Мы видели, что со времен Августина латинская культура из всей библейской мысли усваивает формулу, которая в латинизированном виде выглядит так: Бог создал мир в соответствии с числом, весом и мерой (numerus, pondus et mensura). Из всех греческих математических понятий Средневековье (через прочтение Пифагора в музыковедческом ключе) в качестве основополагающего Метафизического принципа заимствует принцип пропорции (proportio). Однако пропорции всегда сопутствуют ясность (claritas) и целостность (integritas). Данной вещью является та вещь, которая не может быть другой; индивидуальность, основанная на определении универсальной формы, осуществленной в материи (signata quantitate), должна проявиться ясным образом: эта универсальная внутренне обоснованная форма (а не другая) проливает свет на индивидуальность данной вещи (а не другой). Только так можно понять не только то, что данная вещь существует, но и что она единична, истинна и прекрасна.
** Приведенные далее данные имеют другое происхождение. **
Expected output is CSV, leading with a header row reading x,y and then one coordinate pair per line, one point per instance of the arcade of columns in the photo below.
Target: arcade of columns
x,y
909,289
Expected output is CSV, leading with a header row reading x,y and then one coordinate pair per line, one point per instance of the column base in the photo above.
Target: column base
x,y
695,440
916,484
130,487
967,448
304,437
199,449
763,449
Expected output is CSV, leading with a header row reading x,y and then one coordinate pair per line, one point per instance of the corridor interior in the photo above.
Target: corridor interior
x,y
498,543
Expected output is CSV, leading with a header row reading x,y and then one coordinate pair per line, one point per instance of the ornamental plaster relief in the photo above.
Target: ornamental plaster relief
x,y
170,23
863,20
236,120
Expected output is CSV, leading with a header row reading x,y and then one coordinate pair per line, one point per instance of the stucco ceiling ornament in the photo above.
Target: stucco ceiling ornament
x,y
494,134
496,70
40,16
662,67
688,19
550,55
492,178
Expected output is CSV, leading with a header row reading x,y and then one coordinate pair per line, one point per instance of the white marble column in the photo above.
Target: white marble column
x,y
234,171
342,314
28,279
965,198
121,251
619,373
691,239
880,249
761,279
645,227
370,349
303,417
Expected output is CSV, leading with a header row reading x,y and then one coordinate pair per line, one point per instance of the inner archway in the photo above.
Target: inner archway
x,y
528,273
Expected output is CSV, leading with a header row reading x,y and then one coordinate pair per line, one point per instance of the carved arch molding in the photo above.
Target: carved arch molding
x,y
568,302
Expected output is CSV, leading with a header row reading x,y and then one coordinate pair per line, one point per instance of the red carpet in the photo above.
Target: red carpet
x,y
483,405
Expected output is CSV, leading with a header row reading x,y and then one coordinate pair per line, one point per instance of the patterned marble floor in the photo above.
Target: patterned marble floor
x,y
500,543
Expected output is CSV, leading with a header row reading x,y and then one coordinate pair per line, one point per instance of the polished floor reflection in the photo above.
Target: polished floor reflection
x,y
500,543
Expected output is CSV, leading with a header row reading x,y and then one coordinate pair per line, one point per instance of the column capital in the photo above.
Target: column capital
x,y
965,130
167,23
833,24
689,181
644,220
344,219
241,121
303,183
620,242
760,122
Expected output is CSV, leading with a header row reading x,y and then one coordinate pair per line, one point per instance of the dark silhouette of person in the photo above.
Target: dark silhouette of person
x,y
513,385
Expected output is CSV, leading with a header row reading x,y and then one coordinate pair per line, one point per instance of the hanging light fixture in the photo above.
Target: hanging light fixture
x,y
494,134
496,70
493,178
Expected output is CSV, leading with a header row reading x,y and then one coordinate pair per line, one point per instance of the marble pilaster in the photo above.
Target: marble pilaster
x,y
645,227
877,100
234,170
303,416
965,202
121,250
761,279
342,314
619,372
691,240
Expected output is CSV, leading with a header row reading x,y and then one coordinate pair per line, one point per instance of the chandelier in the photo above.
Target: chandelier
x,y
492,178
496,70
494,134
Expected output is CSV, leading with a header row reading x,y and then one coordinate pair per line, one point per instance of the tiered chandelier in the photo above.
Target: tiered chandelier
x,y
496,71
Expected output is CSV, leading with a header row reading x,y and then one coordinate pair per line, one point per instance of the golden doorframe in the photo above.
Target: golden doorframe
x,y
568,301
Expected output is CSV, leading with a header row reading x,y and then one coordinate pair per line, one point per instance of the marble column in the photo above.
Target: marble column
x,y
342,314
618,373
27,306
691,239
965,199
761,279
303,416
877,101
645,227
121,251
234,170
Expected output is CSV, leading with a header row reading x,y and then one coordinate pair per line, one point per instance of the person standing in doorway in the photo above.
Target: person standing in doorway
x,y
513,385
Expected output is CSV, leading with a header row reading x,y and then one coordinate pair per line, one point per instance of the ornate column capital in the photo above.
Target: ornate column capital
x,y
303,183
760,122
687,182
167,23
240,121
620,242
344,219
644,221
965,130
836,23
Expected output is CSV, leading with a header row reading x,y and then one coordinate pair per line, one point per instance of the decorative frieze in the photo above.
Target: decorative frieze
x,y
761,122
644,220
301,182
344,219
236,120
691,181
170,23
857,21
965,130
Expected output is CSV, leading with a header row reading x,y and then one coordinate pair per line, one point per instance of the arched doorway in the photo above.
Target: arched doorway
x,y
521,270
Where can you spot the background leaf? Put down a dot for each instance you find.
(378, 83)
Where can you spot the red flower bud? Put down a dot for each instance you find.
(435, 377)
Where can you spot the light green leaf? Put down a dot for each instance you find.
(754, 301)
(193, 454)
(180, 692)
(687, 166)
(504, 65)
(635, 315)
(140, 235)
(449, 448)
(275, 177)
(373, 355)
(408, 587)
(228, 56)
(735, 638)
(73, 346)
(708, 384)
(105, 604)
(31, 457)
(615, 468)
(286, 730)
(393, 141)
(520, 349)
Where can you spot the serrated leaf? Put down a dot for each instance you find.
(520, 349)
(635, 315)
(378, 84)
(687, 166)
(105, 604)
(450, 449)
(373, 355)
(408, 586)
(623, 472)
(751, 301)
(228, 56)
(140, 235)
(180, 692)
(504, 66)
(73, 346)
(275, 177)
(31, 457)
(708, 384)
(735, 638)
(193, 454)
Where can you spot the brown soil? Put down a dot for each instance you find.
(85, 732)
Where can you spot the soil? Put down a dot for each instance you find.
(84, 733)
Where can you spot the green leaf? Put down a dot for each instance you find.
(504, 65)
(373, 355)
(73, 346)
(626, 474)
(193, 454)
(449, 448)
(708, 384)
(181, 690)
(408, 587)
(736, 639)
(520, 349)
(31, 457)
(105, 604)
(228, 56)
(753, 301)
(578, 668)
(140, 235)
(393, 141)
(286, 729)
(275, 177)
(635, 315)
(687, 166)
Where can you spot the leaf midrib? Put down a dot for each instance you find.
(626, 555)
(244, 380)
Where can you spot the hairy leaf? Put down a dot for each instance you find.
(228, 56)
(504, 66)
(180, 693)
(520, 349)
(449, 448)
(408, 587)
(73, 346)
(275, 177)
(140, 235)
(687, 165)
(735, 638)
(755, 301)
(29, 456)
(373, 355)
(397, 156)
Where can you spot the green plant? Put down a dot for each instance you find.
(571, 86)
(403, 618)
Принцип тождества, непротиворечия
Христианский неоплатонизм Ареопагита — неоплатонизм «слабый» — в отличие от ренессансного неоплатонизма, который, как мы увидим далее, будет «сильным». Неоплатонизм Ареопагита хотя и признает всю сложность космической структуры, тем не менее совершенно не допускает, что Единое, являющееся ее истоком, представляет собой противоречивое вместилище всевозможных определений. Напротив, будучи причиной и залогом самой разумности Космоса, Единое постигается без какой-либо двусмысленности. Смутно и противоречиво постигаем его только мы сами, поскольку в силу неадекватности нашего языка мы не знаем, как его именовать. Мы пытаемся назвать его то единством, то истиной, то красотой, но понимаем при этом, что все эти слова не соответствуют ему. С точки зрения Дионисия, говоря о Боге, мы можем использовать ряд понятий, но лишь в сверхсубстанциальном смысле. Иначе говоря, данные понятия обозначают в этом случае гораздо больше (или меньше, что то же самое) того, что они обычно обозначают. Следовательно, значение их в любом случае изменяется, и поэтому Бога позволительно с равным успехом назвать чудовищем, медведем или пантерой, ведь в таком случае мы сразу же заметим, что не говорим о нем истину, и поймем, что рассуждаем о нем только в символическом смысле.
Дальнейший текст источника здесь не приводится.